Bearbeitungsstand: HOCH
FWF Projekt P 26706-G21 "Illuminierte Urkunden"
Bearbeitungsstand: HOCH
Current repository:
Nürnberg, Stadtarchiv, Urkundenreihe (A1), sub dato
Nürnberg, Stadtarchiv, Urkundenreihe (A1), sub dato
- Materielle Beschreibung:
Zu Textbeginn sieben Zeile hohe, in den Schriftspiegel eingerückte Deckfarbeninitiale U(niversis); der linke Rand mit Fehlstellen (weggerissene Teile). Die Initiale als Figureninitiale gestaltet; der linke Schaft besteht aus zwei einander umarmenden Männern, einem jungen in altrosa Gewand gekleidetem mit modischen Details (Stofflappen am Ellbogen) und einem älteren, bärtigen in graublauem langen Gewand. Der rechte Schaft ist aus einem grünen, altrosa geflügelten Drachen gebildet, aus dessen detailliert wiedergegebenem Kopf, recte aus dem Maul, ein kurzer Blattfortsatz spriesst. - Im Binnenfeld ein messelesender Priester bei der Elevatio (rechts) und hinter ihm ein kniender Messdiener, der eine lange Kerze hält. Bemerkenswerter Weise ist der Messdiener als geflügelter Engel wiedergegeben. Noch bemerkenswerter, aber wegen der Kleinheit nicht ganz zu erkennen, ist die nimbierte Figur (bekleidetes Christuskind?), die auf der erhobenen Hostie steht und von einem Engel, der aus den Wolken kommt, einen Gegenstand (einen Kranz?) gereicht bekommt. Der Grund des Binnenfelds und das orthogonale Initialfeld mit quadriertem Goldgrund (Pinselgold?). Einfacher roter Rahmen mit feinen rot gezeichneten Häkchen und Blättchen an den Ecken. Die Initialen der ersten, in vergrösserter Textualis geschriebenen Zeile mit ausgesparten Blattmotiven im Binnenfeld in eckigen Initialfeldern.
- Stil und Einordnung:
Die kleinen Initialen der ersten Zeile entsprechen dem Gebrauch der in Avignon tätigen Werkstatt. Die Hauptinitiale hingegen widerspricht der dort geübten Praxis dametral und muss daher als vom Empfänger beauftragt angesprochen werden. Wir müssen die Initiale daher der Nürnberger (mittelfränkischen) (Buch-)Malerei zuordnen. Der Stil entspricht durchaus dem zeitüblichen, die Mode (etwa der Gewandlappen am Ellbogen) bestätigt die Datierung; er ist schon vorhanden, aber noch nicht so lang wie ab der Jahrhundertmitte. - Die wird durch die Miniaturen des Gundekarianums bestätigt, die - in Blöcken ergänzt - Darstellungen von Eichstätter Bischöfen zeigen. Eine stilistisch einheitliche, demnach nach 1344 und vor 1351/54 entstandene Gruppe umfasst die Bischöfe Gebhard von Graisbach bis Albrecht (Albert) von Hohenfels. Auch das Bild des Berchtold von Zollern, Burggraf von Nürnberg (1351-1365) folgt noch demselben Stil, der zwar allgemein durchaus jenem unserer Initiale entspricht, von der Mode aber einheitlich deutlich moderner ist.

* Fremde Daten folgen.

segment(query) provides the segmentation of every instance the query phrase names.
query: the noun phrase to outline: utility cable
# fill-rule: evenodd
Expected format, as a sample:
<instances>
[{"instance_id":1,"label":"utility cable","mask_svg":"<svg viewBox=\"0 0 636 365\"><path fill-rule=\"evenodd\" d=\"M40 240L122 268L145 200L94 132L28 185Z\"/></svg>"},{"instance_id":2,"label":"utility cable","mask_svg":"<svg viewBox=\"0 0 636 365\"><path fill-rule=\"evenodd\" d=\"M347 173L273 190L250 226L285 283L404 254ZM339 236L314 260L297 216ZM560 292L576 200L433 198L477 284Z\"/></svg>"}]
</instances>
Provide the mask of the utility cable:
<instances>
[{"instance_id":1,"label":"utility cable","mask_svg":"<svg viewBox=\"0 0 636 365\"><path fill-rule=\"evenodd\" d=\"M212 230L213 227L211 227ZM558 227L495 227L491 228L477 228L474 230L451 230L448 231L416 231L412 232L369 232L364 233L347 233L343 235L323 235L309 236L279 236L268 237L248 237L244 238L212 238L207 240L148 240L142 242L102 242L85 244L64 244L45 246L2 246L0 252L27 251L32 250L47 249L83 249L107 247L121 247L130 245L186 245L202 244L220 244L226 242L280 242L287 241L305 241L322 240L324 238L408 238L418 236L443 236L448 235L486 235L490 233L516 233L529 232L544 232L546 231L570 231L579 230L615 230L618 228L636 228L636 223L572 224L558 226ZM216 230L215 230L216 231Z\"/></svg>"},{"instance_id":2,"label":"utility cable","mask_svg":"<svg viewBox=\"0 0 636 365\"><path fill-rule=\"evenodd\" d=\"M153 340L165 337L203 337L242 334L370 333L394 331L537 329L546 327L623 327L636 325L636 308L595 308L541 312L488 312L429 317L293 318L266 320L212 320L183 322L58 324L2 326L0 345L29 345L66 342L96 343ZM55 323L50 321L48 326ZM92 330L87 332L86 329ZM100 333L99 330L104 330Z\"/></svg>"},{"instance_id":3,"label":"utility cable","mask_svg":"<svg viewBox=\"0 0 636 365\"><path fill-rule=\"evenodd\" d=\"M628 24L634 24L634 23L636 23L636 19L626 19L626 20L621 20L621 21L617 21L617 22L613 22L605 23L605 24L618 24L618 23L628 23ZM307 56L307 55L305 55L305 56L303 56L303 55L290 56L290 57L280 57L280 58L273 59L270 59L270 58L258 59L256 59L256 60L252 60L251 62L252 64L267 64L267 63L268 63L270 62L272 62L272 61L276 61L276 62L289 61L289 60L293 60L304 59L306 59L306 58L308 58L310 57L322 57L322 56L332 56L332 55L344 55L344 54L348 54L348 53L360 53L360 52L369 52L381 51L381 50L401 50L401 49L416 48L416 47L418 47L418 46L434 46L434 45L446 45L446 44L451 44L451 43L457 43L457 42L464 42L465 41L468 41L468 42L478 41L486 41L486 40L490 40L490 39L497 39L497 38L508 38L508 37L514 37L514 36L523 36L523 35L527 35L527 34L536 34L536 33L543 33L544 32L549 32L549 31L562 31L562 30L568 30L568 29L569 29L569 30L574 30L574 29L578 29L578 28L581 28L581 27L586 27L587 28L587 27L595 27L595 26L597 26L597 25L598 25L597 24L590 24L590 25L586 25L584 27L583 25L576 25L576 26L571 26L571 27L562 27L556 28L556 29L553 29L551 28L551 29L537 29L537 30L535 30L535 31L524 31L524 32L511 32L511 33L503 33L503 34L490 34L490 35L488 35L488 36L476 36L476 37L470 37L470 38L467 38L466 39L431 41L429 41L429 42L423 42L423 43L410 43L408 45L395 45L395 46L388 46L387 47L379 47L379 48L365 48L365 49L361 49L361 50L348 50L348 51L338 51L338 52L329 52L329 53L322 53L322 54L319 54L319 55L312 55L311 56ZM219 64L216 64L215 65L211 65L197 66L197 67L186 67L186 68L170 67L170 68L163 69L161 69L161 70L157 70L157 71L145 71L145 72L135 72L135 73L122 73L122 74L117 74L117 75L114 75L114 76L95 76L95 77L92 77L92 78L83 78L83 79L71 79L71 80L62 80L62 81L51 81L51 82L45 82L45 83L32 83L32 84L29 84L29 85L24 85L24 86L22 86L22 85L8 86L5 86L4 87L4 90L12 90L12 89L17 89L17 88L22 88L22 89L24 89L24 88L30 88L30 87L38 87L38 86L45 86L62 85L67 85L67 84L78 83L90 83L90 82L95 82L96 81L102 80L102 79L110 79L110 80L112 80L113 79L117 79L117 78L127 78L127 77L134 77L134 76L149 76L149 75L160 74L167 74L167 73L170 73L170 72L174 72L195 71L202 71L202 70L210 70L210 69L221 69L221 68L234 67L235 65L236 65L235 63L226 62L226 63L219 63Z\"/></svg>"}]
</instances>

- Bisher stellt diese Urkunde einen Sonderfall dar; sie hat Avignon ohne eine dekorierte U-Initiale verlassen, wohl aber mit ausgemalten Initialen in der ersten Zeile und im Textfeld. 1335 April 8 für Wimpfen zeigt eine vergleichbare Ausmalung, für die der gleiche Schreiber verantwortlich war. Die Nürnberger Dekoration ist zweifelsohne von einem professionellem Buchmaler ausgeführt worden; zu ausgefeilt ist die Ikonographie. Sie bezieht sich konkret auf die erstgenannte Ablassgelegenheit, die Corpus-Christi-Prozession an der Fronleichnamsoktav, bei der die bleibende Gegenwart Christi im Sakrament gefeiert wird. Dabei wird - anders als bei der berühmten Indulgenz für Herkenrode - nicht die Prozession, sondern die heilige Messe in den Vordergrund gerückt. Warum der Nürnberger Buchmaler aber seine U-Initiale seitenverkehrt in das Feld platziert hat, muss offen bleiben.
- Für das Heilig Geist-Spital in Nürnberg wurden zumindest vier Sammelablässe ausgestellt: 1335 Juli 6, der hier vorliegende Ablass, 1348 März 5 und schliesslich 1358 April 7.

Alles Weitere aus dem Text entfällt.